Seph blinked and sat back on his heels. “Well,
no, I guess not. …”

She laughed. “You should see your face. You
aren't used to girls saying no to you, are you?”

He shrugged and rested his arms on his knees. “We
haven't even come to the hard questions yet.”

“Save them for someone else. I come up here to
sketch, not to flirt with the summertime boys.”

“You're not from around here, are you?” No.
He couldn't believe he'd said that.

“No. I'm not.” Sand adhered to her long
legs, to the tops of her feet. Following his gaze, she scowled at him, then
redistributed the fabric of her skirt, covering herself to the ankle.
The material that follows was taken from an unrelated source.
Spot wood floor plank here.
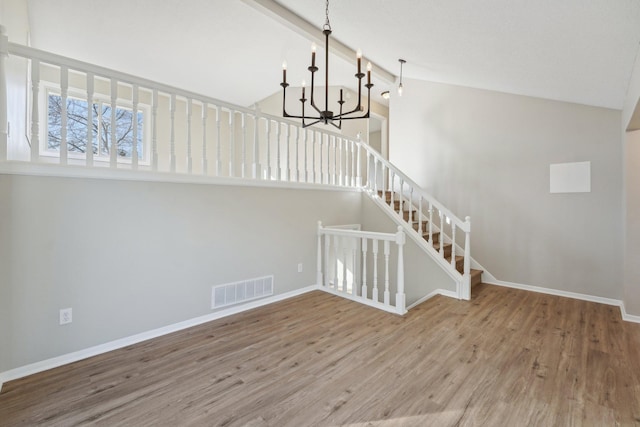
[0,284,640,427]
She wore
a ribbon with a familiar cameo around her neck, and he suddenly realized where
he'd seen it before.

“You work at the Legends?” The Legends was
an inn and restaurant in a Victorian mansion overlooking the lake. Linda and
Becka liked to go there for brunch.

“I'm waitressing there, okay? I'm from Coalton
County, a place I'm sure you never heard of.” She snatched up the case of
pastels and snapped it shut, shoving it into her tote bag, following with her
sketch pad.

Seph watched this, unsure what he'd done wrong.
“Look, I'm sorry. I didn't mean to run you off.” Why was he always
apologizing?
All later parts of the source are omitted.